Thursday, August 28, 2014

Student Expectations

This was is my first week teaching at TSU and I think I may be in love.

See, AUN was my first teaching job and I got used to the student norms there. Some of my colleagues there ranted pretty heavily about how almost no one came to class prepared to take notes, only 1/4 of the students bother to show up the first two days of class (one class I taught NO ONE showed up the first day) and some don't come until 3 weeks in, students regularly needed to borrow supplies from their prof, and they never came to class on time especially after the midterm when classes often couldn't start until 5-15 minutes after class began. There were a handful of exceptions, students who were bright, ready to work, and would have succeeded at Cornell or BYU, but usually only a couple in a class. This was all I knew, figuring my own preparedness as a student was a fluke and some of my colleagues were merely complaining about the younger generation's lack of preparedness which has been going on for decades. I adapted and tried to help teach some basic college skills as best I could.

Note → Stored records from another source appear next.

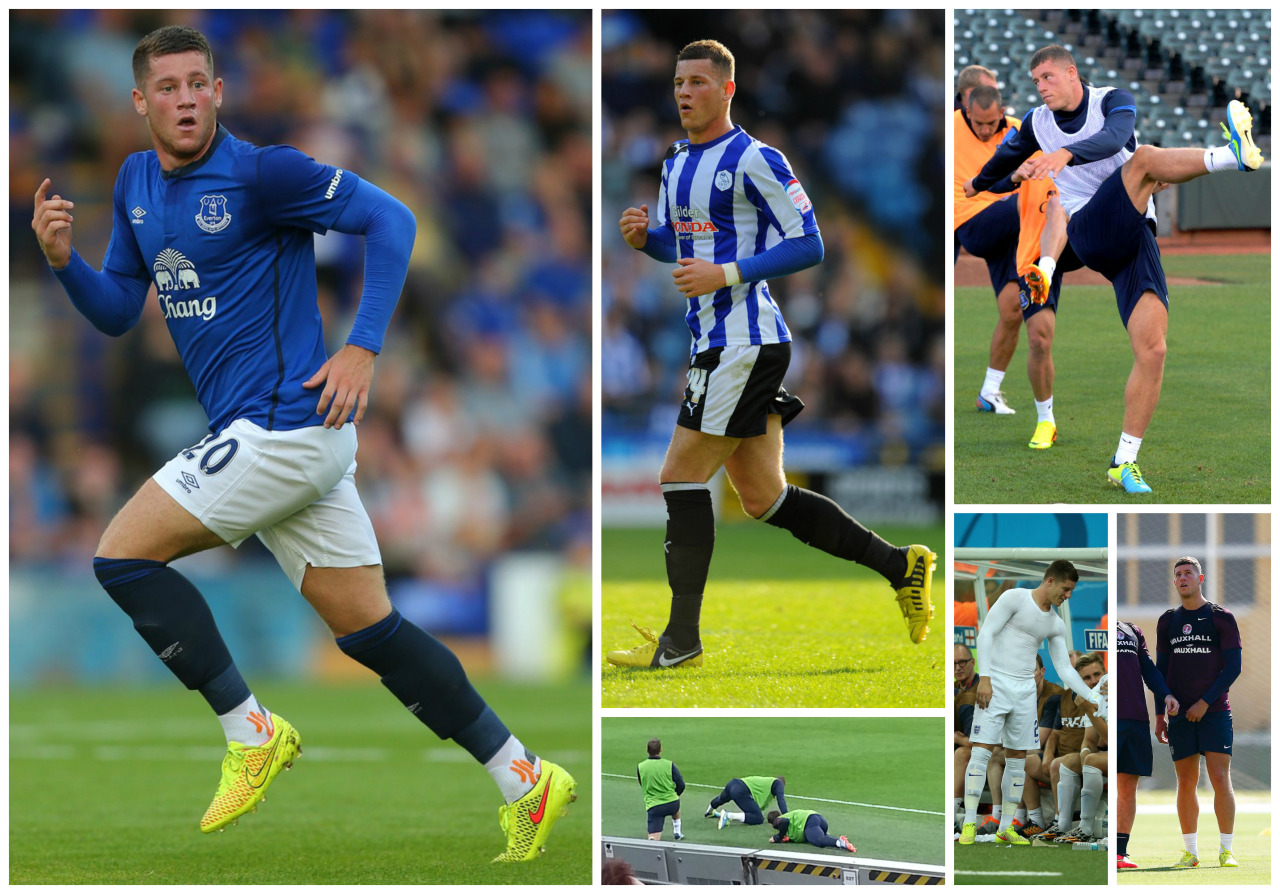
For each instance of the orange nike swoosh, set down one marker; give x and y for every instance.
(536, 816)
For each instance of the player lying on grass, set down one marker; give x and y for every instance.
(731, 215)
(805, 826)
(1133, 760)
(752, 794)
(1008, 642)
(662, 785)
(225, 232)
(1106, 182)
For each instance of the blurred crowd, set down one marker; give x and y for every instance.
(855, 101)
(479, 436)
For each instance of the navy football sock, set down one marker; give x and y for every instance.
(819, 521)
(690, 541)
(429, 680)
(173, 617)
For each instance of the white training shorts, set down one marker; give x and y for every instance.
(295, 489)
(1010, 719)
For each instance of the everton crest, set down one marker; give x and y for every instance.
(213, 214)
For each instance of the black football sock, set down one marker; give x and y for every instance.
(174, 620)
(690, 541)
(819, 521)
(429, 680)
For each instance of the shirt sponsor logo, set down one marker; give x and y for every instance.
(795, 192)
(213, 214)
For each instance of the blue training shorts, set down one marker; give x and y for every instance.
(1133, 756)
(992, 236)
(1211, 733)
(1110, 236)
(659, 812)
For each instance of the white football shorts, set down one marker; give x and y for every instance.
(1010, 719)
(295, 489)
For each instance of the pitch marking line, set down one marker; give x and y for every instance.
(799, 797)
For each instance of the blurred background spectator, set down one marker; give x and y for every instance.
(855, 101)
(476, 447)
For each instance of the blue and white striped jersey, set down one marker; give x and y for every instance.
(728, 200)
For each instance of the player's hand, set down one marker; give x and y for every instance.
(347, 378)
(1197, 711)
(696, 277)
(983, 693)
(635, 226)
(53, 226)
(1048, 165)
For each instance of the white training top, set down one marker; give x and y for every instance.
(1011, 635)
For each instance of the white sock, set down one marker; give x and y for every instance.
(1220, 158)
(515, 769)
(1091, 793)
(1068, 784)
(1045, 410)
(1128, 448)
(248, 723)
(991, 384)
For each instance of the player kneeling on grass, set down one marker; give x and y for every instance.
(805, 826)
(224, 231)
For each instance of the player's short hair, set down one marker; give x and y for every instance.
(167, 41)
(716, 53)
(1055, 53)
(1189, 560)
(984, 96)
(1060, 569)
(972, 76)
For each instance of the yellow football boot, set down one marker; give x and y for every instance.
(528, 821)
(247, 771)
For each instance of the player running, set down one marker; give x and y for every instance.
(1106, 182)
(752, 794)
(224, 231)
(731, 215)
(662, 785)
(1008, 642)
(805, 826)
(1134, 667)
(1198, 651)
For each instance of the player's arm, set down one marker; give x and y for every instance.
(1063, 665)
(109, 299)
(1014, 149)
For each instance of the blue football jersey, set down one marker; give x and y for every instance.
(228, 242)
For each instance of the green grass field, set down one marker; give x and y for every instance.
(1210, 441)
(108, 787)
(874, 779)
(1156, 843)
(784, 625)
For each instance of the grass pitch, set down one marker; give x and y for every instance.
(1210, 441)
(876, 780)
(108, 787)
(1156, 843)
(784, 625)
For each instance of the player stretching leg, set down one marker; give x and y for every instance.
(1106, 183)
(1008, 642)
(723, 196)
(225, 232)
(1198, 651)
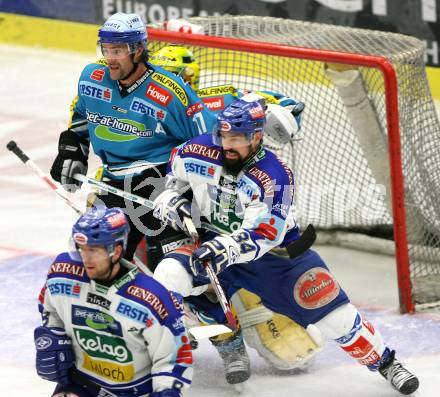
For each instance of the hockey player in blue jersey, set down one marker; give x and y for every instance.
(109, 330)
(133, 113)
(246, 193)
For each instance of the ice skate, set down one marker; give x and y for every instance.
(399, 377)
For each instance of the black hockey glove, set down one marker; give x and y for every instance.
(73, 152)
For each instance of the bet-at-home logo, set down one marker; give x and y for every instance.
(225, 218)
(128, 130)
(87, 317)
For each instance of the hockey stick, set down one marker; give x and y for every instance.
(305, 241)
(215, 282)
(130, 196)
(13, 147)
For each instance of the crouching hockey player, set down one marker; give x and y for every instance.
(109, 330)
(246, 193)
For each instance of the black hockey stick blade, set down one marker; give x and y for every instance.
(305, 241)
(13, 147)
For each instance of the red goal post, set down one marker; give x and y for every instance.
(201, 44)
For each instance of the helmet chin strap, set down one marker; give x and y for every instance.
(134, 68)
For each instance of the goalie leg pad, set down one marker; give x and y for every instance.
(355, 335)
(277, 338)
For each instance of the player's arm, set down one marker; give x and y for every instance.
(171, 205)
(170, 352)
(73, 147)
(54, 353)
(193, 118)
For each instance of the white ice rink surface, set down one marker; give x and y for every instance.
(35, 93)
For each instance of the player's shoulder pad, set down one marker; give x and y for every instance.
(64, 266)
(270, 172)
(149, 293)
(202, 148)
(171, 83)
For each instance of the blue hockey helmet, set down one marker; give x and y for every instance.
(242, 117)
(122, 28)
(101, 226)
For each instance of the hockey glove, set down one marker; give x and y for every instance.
(166, 393)
(54, 354)
(171, 208)
(220, 252)
(73, 152)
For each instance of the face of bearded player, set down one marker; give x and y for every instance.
(237, 149)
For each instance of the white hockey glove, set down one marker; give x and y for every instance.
(170, 207)
(220, 252)
(283, 122)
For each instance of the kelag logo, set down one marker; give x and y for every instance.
(102, 346)
(95, 91)
(87, 317)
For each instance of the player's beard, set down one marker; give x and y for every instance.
(233, 166)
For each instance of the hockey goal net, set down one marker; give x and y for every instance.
(367, 164)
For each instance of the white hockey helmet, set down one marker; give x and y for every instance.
(281, 124)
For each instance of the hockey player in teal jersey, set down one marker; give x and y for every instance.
(133, 113)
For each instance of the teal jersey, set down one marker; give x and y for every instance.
(132, 128)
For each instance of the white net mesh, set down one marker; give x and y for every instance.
(341, 163)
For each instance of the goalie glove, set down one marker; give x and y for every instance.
(221, 252)
(283, 122)
(170, 207)
(73, 152)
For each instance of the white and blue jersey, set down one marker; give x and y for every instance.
(136, 127)
(255, 208)
(128, 338)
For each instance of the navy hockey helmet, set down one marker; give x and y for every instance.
(241, 117)
(123, 28)
(101, 226)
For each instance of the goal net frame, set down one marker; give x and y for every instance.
(388, 72)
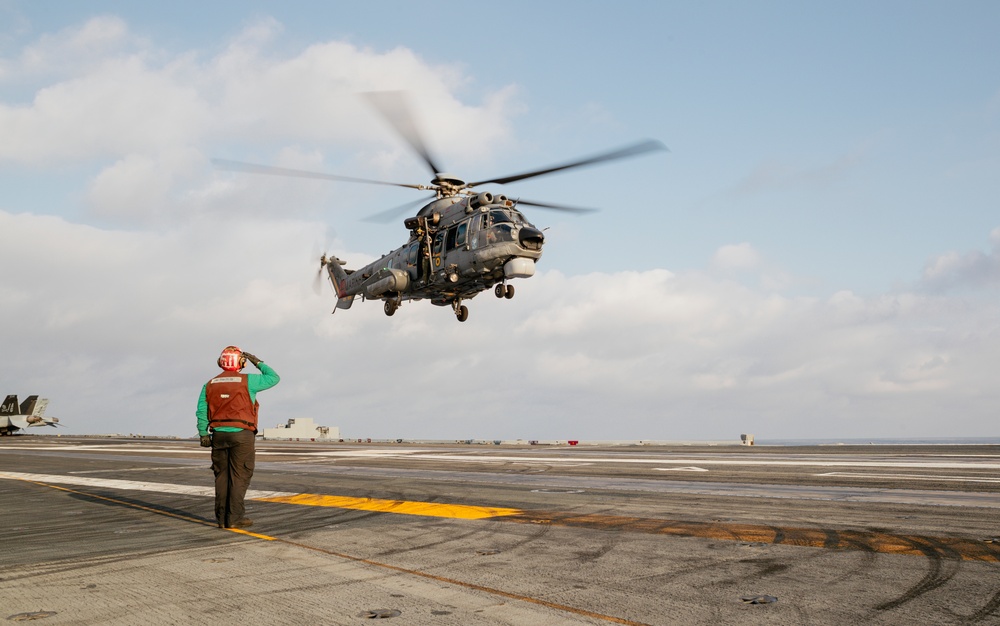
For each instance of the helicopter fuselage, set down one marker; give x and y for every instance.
(459, 246)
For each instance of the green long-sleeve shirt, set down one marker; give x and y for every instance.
(255, 382)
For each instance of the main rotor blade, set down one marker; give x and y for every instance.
(555, 207)
(639, 148)
(239, 166)
(394, 108)
(384, 217)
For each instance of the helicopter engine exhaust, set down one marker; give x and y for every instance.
(387, 280)
(483, 199)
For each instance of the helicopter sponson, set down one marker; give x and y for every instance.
(458, 247)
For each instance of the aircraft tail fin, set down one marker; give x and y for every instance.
(28, 406)
(40, 407)
(338, 276)
(9, 406)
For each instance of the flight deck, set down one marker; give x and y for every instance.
(121, 531)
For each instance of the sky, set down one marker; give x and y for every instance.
(816, 256)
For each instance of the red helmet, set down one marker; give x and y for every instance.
(232, 359)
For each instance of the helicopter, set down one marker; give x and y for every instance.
(461, 242)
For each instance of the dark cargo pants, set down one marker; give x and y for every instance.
(232, 462)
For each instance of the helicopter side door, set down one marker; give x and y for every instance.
(437, 250)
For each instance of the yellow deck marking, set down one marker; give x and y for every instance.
(403, 507)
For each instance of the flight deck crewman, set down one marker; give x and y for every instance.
(227, 408)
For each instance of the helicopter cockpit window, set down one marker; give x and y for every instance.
(519, 218)
(498, 217)
(500, 232)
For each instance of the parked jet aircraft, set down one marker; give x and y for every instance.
(29, 413)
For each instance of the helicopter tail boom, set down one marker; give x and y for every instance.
(338, 276)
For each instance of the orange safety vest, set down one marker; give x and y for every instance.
(228, 398)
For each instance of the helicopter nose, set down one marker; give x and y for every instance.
(531, 238)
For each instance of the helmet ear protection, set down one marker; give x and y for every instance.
(232, 359)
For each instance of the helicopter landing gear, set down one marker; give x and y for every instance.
(502, 291)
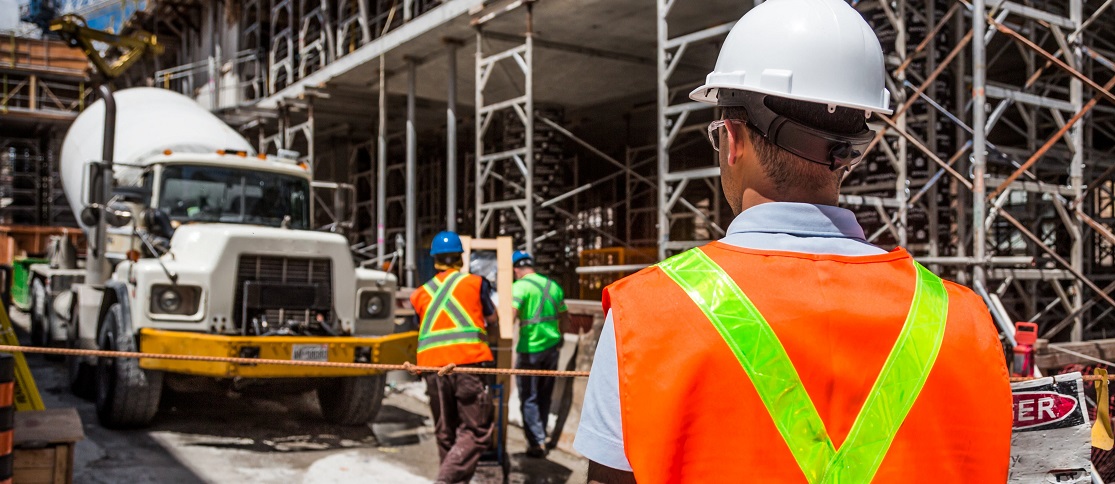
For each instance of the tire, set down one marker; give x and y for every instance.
(351, 400)
(40, 315)
(127, 396)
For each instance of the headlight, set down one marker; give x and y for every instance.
(178, 300)
(170, 300)
(375, 305)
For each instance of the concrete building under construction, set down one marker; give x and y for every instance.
(566, 125)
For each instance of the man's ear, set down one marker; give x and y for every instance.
(738, 142)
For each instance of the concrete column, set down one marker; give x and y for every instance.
(451, 141)
(411, 200)
(1076, 172)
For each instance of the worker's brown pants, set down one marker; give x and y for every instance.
(463, 423)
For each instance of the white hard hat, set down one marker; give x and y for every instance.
(813, 50)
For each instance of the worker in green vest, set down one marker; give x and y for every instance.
(540, 313)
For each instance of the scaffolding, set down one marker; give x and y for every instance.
(995, 167)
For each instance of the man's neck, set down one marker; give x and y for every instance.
(753, 197)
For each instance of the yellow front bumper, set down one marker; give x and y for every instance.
(385, 349)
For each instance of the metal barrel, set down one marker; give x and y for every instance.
(7, 415)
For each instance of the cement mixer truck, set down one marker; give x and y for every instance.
(199, 245)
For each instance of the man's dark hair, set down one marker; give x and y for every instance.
(449, 259)
(786, 168)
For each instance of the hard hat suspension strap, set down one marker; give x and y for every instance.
(834, 151)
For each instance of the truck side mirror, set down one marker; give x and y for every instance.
(117, 218)
(158, 223)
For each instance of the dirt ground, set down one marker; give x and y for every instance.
(206, 433)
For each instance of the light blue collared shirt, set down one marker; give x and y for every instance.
(778, 225)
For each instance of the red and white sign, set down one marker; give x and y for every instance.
(1036, 408)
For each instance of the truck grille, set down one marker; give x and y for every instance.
(275, 272)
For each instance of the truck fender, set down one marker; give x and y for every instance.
(116, 292)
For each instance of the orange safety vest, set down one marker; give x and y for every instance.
(690, 413)
(453, 328)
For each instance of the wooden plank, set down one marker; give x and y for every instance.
(49, 426)
(35, 457)
(1048, 358)
(34, 475)
(1052, 438)
(64, 464)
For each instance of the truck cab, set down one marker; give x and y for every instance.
(210, 250)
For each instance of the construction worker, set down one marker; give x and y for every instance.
(457, 318)
(792, 350)
(540, 312)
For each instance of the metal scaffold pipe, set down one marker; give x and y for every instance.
(979, 138)
(381, 167)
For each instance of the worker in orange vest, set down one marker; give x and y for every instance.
(792, 350)
(457, 320)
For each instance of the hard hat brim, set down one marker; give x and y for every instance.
(707, 94)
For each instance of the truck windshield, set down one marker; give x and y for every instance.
(230, 195)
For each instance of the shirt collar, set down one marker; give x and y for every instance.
(800, 220)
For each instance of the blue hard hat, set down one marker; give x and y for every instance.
(446, 243)
(519, 255)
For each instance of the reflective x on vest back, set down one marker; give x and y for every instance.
(444, 302)
(546, 298)
(778, 386)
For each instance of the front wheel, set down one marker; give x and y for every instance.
(127, 396)
(351, 400)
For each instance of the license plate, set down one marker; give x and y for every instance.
(310, 352)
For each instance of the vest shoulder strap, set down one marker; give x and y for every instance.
(764, 359)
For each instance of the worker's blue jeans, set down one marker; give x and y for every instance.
(535, 393)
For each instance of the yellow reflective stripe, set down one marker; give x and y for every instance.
(777, 384)
(759, 352)
(899, 383)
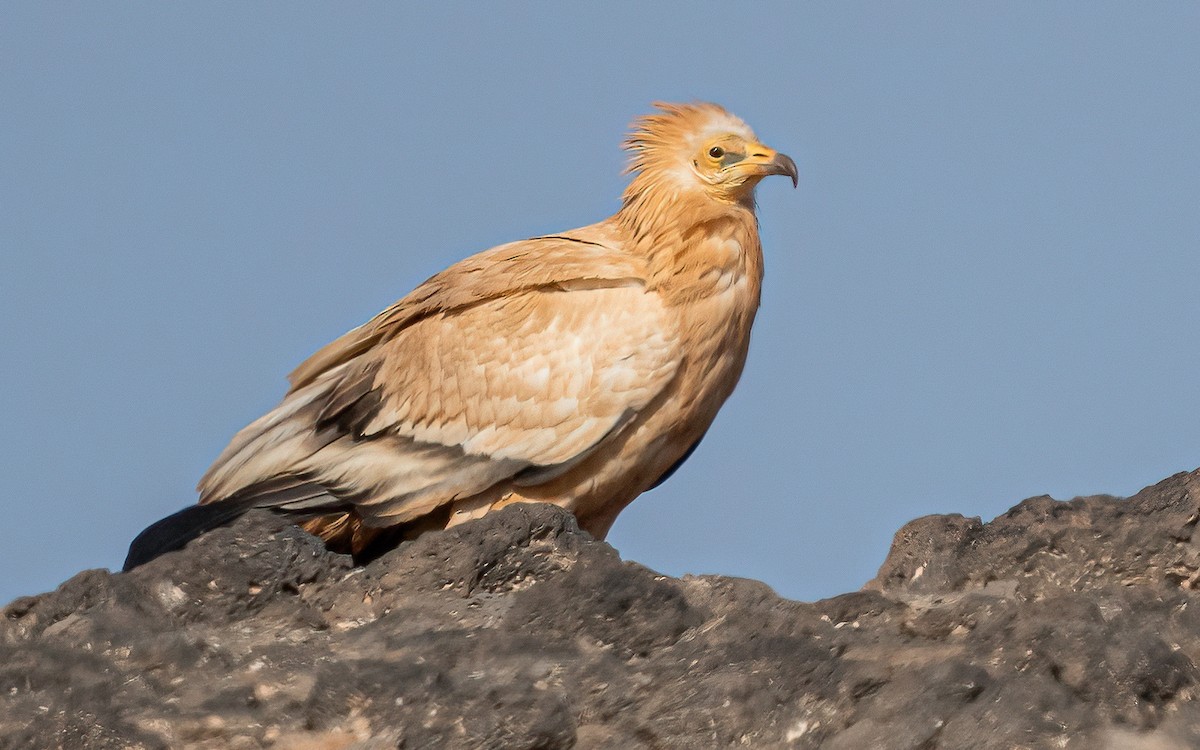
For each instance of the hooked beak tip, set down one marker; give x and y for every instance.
(784, 165)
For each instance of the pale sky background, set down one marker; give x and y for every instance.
(985, 288)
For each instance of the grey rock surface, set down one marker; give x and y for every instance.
(1060, 624)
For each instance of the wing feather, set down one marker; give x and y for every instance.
(517, 361)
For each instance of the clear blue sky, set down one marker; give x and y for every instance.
(985, 287)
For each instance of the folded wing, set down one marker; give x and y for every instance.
(511, 366)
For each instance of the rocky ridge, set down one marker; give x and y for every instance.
(1060, 624)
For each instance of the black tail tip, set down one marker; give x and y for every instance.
(177, 529)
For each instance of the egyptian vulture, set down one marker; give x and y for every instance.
(577, 369)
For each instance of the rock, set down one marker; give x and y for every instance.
(1055, 625)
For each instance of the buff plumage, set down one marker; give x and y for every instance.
(577, 369)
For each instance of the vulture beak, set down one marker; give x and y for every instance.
(765, 160)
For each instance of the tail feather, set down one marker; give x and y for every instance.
(179, 528)
(289, 496)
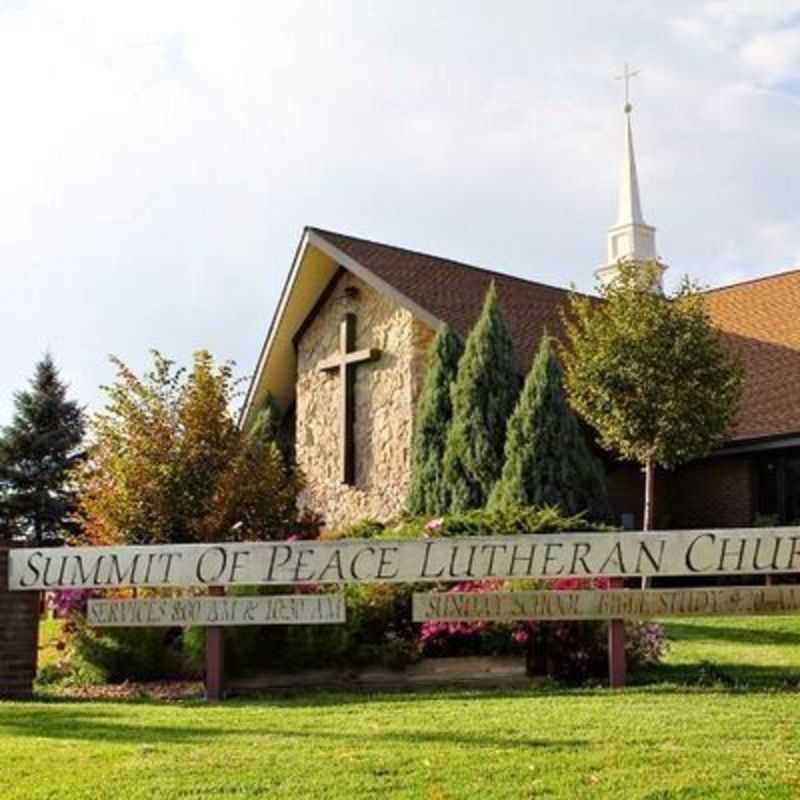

Monday I walked into my first TSU class 10 minutes early to have plenty of time to set up before the students got there. The room was already packed. Only about 5 students entered after I did in a class of 115, and only 2 of them were late, both by less than 5 minutes.

I put the syllabus up on the projector and showed them my contact information. Instantly and in synch, 115 heads lowered as 115 sets of fingers started writing the information down on paper and devices. Any time a new slide appeared, the same thing happened.

A few students have already informed me of planned absences for school functions months in advance. Before classes started I had multiple emails asking about the textbook.

This is ... so beautiful! At first seeing so many students ready was a little intimidating, but I VERY quickly warmed to the excitement of it. Students who are actually ready to WORK! It is amazing to me. Who knows, maybe these students won't even think my tests are hard and I'll have to actually raise standards.